Monday, 15 August 2011

Cock-a-leekie Soup

I used to eat this soup a lot, out of a tin, and thought I'd have a crack at making it myself.  However, as I did a bit of searching round, I found that the version I had been used to, that I bought in the shop, was a lot more complicated than the soup that is traditionally consumed on Burns Night.

That said, I'm aware that there are as many ways to make soup as there are cooks making said soup!  So here's my version of Cock-a-leekie.


I spent the weekend walking in the countryside, getting rained on whilst trudging up hills and down steep slopes, so upon my return to civilization, I decided to roast a chicken for some good hearty food.  This recipe uses the left overs of that meal - cooked chicken and chicken stock, but you could just use fresh ingredients if you wanted.
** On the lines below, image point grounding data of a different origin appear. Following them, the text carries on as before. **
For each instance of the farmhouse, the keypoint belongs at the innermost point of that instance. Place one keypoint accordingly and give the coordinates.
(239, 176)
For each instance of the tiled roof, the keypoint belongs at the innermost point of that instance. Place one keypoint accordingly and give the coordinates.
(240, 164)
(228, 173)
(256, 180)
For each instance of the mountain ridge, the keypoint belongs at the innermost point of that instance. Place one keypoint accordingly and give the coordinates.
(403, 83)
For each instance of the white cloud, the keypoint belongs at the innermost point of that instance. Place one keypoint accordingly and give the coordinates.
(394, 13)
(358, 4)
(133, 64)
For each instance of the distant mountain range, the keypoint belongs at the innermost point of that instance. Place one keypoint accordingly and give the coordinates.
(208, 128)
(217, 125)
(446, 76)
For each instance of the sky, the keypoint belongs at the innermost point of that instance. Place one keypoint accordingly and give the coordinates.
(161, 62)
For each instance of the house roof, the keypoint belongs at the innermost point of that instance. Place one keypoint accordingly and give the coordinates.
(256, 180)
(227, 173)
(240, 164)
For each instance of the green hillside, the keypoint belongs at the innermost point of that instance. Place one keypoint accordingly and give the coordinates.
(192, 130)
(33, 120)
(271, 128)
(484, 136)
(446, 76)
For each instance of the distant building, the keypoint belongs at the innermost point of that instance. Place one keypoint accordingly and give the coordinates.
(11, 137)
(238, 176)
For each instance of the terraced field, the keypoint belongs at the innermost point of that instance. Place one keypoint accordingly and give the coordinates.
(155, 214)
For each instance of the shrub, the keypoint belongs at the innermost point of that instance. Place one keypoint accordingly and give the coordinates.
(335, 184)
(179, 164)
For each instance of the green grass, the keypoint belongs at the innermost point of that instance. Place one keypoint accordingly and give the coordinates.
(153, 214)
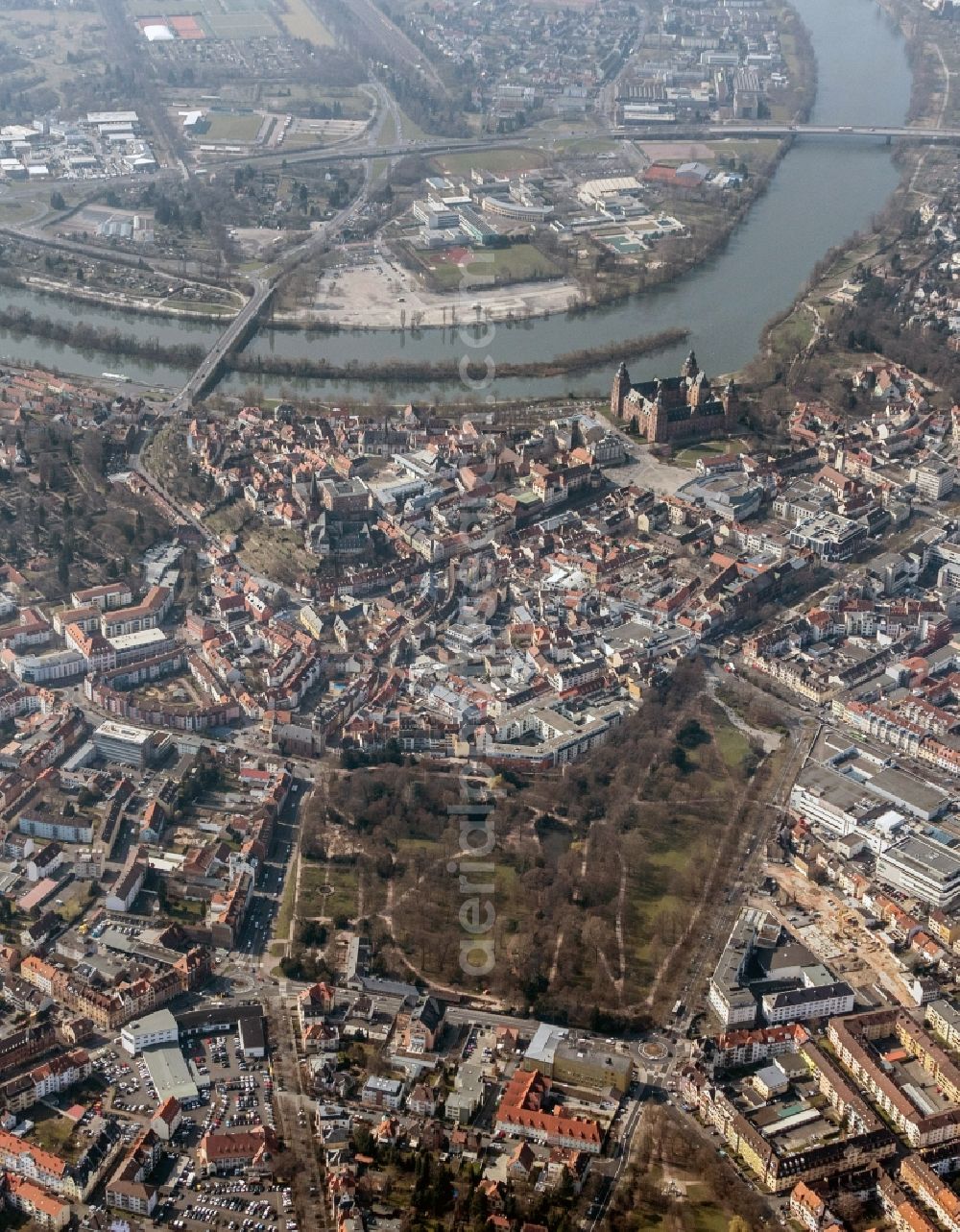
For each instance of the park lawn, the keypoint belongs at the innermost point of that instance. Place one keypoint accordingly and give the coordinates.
(732, 744)
(285, 915)
(277, 553)
(55, 1134)
(507, 159)
(300, 21)
(795, 333)
(691, 455)
(342, 901)
(490, 266)
(227, 126)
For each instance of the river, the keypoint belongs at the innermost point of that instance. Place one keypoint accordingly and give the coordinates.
(824, 191)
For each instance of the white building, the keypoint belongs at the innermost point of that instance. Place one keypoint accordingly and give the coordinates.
(144, 1032)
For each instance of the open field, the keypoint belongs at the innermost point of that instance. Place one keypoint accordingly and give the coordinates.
(276, 552)
(328, 889)
(300, 100)
(217, 18)
(691, 455)
(300, 21)
(57, 42)
(505, 160)
(596, 871)
(520, 262)
(382, 293)
(229, 126)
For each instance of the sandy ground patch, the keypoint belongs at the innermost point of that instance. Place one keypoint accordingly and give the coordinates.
(381, 292)
(690, 152)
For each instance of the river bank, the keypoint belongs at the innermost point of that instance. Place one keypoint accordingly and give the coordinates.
(824, 191)
(468, 373)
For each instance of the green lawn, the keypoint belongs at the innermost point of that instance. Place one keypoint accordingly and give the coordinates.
(227, 126)
(507, 159)
(732, 744)
(300, 21)
(520, 262)
(313, 901)
(285, 914)
(691, 455)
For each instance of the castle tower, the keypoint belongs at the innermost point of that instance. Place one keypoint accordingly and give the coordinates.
(657, 421)
(617, 395)
(700, 391)
(731, 403)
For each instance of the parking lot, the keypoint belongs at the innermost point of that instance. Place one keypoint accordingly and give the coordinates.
(233, 1205)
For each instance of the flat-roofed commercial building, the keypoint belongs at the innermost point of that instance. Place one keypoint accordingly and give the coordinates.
(127, 744)
(924, 869)
(144, 1032)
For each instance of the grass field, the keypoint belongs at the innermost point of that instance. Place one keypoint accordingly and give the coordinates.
(228, 126)
(61, 34)
(516, 264)
(276, 552)
(313, 898)
(300, 21)
(508, 159)
(691, 455)
(53, 1135)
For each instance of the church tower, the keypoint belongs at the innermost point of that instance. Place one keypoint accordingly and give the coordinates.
(621, 388)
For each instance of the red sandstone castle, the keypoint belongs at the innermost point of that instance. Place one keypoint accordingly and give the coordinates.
(679, 408)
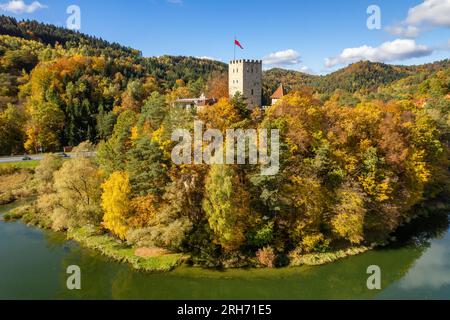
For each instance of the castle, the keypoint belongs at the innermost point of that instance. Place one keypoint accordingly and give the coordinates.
(245, 76)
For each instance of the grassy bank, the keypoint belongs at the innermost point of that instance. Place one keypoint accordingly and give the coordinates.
(118, 251)
(317, 259)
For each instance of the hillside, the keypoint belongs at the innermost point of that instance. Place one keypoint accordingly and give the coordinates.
(364, 75)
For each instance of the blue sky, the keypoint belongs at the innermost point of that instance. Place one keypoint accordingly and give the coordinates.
(294, 34)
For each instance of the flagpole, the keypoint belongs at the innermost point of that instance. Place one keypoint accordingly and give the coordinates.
(234, 45)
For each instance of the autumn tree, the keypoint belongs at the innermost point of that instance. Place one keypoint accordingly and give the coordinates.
(116, 203)
(226, 205)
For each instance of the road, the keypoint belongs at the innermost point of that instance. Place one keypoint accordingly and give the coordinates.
(19, 158)
(38, 157)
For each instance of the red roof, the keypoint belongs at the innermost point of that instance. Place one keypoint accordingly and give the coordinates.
(279, 93)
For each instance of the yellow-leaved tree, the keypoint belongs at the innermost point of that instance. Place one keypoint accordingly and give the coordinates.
(116, 203)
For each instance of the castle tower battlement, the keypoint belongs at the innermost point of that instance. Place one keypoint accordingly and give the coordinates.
(245, 76)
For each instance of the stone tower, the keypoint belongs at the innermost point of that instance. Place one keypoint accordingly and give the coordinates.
(245, 76)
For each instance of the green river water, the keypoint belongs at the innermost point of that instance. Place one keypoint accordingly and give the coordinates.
(33, 265)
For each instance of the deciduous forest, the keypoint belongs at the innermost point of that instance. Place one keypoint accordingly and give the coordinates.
(363, 151)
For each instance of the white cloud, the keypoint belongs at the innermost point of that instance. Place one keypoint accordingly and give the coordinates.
(209, 58)
(282, 58)
(432, 12)
(400, 49)
(306, 69)
(19, 6)
(404, 30)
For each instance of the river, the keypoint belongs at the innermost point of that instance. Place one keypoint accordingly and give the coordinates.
(33, 265)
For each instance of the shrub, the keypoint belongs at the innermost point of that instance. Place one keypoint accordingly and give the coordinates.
(266, 257)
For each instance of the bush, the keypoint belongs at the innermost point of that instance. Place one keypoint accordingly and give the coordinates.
(266, 257)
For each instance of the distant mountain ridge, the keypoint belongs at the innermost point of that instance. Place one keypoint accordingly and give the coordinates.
(362, 75)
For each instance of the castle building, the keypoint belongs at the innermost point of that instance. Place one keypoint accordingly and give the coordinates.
(245, 76)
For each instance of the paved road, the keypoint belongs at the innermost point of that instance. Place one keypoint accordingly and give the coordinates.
(19, 158)
(38, 157)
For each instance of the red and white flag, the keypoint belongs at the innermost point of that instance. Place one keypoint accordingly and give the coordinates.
(237, 43)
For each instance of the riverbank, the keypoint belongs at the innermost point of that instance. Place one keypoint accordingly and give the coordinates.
(160, 261)
(118, 251)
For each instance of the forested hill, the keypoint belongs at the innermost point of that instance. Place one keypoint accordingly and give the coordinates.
(84, 83)
(51, 35)
(364, 75)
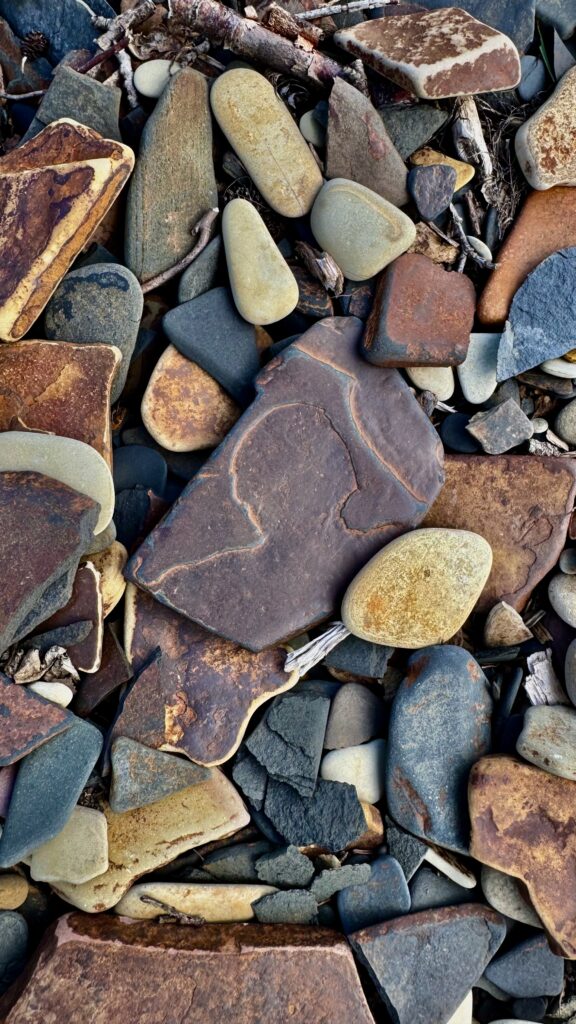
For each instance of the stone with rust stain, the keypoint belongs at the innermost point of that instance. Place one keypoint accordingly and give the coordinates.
(422, 315)
(199, 680)
(188, 974)
(440, 725)
(62, 388)
(142, 840)
(183, 408)
(59, 184)
(522, 506)
(436, 54)
(523, 823)
(241, 552)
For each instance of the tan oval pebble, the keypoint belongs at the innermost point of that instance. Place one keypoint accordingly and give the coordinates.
(215, 903)
(263, 287)
(260, 130)
(183, 408)
(419, 589)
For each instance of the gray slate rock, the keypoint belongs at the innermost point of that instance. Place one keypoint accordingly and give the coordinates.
(47, 787)
(440, 726)
(98, 303)
(209, 331)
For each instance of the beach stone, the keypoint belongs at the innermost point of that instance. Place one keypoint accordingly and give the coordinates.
(79, 955)
(265, 138)
(539, 849)
(173, 182)
(359, 147)
(433, 329)
(360, 229)
(94, 304)
(495, 497)
(383, 896)
(264, 289)
(46, 790)
(543, 142)
(436, 54)
(304, 394)
(426, 778)
(142, 840)
(362, 766)
(388, 601)
(504, 893)
(209, 331)
(357, 714)
(201, 275)
(446, 949)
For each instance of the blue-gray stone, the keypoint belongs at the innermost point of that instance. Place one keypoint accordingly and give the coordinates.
(47, 787)
(439, 727)
(98, 303)
(383, 896)
(209, 331)
(529, 969)
(540, 324)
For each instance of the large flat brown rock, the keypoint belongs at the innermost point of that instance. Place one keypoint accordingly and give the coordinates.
(333, 456)
(521, 505)
(144, 972)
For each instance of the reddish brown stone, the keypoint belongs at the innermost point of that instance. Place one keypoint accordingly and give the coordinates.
(521, 505)
(422, 315)
(141, 971)
(331, 457)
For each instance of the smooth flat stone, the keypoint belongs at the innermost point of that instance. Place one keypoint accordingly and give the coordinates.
(426, 777)
(69, 169)
(495, 496)
(142, 840)
(305, 395)
(173, 182)
(47, 786)
(209, 331)
(359, 147)
(436, 54)
(539, 849)
(77, 854)
(420, 315)
(263, 287)
(360, 229)
(446, 949)
(362, 766)
(227, 962)
(383, 896)
(265, 138)
(100, 303)
(391, 599)
(140, 775)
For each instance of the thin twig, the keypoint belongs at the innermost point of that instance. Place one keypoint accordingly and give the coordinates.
(202, 228)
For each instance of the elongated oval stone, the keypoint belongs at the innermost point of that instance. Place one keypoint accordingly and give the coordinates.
(419, 589)
(260, 130)
(263, 287)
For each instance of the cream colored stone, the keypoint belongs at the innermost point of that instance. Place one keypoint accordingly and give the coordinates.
(263, 287)
(419, 590)
(215, 903)
(360, 229)
(65, 459)
(77, 854)
(260, 130)
(144, 840)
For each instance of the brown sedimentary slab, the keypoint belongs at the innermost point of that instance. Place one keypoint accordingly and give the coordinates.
(275, 973)
(521, 505)
(524, 823)
(58, 387)
(332, 456)
(54, 190)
Indeed, most versions of this soup involve boiling a whole chicken to make the stock, then stripping the meat off to add to the soup later

Ingredients
250g Cooked chicken breast, diced
300g Leeks
25g Rice
1tsp Brown sugar
1.5l Chicken Stock
1 Bay leaf
Seasoning to taste
12 pitted Prunes

Method
1. Bring the stock to the boil and add the cooked chicken, roughly chopped leeks (I used both the white and the green bits, but you could just use the white bits - I know some people prefer that - seems like a bit of a waste to me!), rice, bay leaf and sugar, then reduce the heat to a simmer.

2. Cook for 45 minutes and then serve.  It's a simple as that.  However, if you make the stock from scratch it will take a bit longer.  Traditionally, the soup is served with a garnish of pitted prunes.  Add these just before serving if you are going to use them.

3. Serve with some crusty bread and enjoy!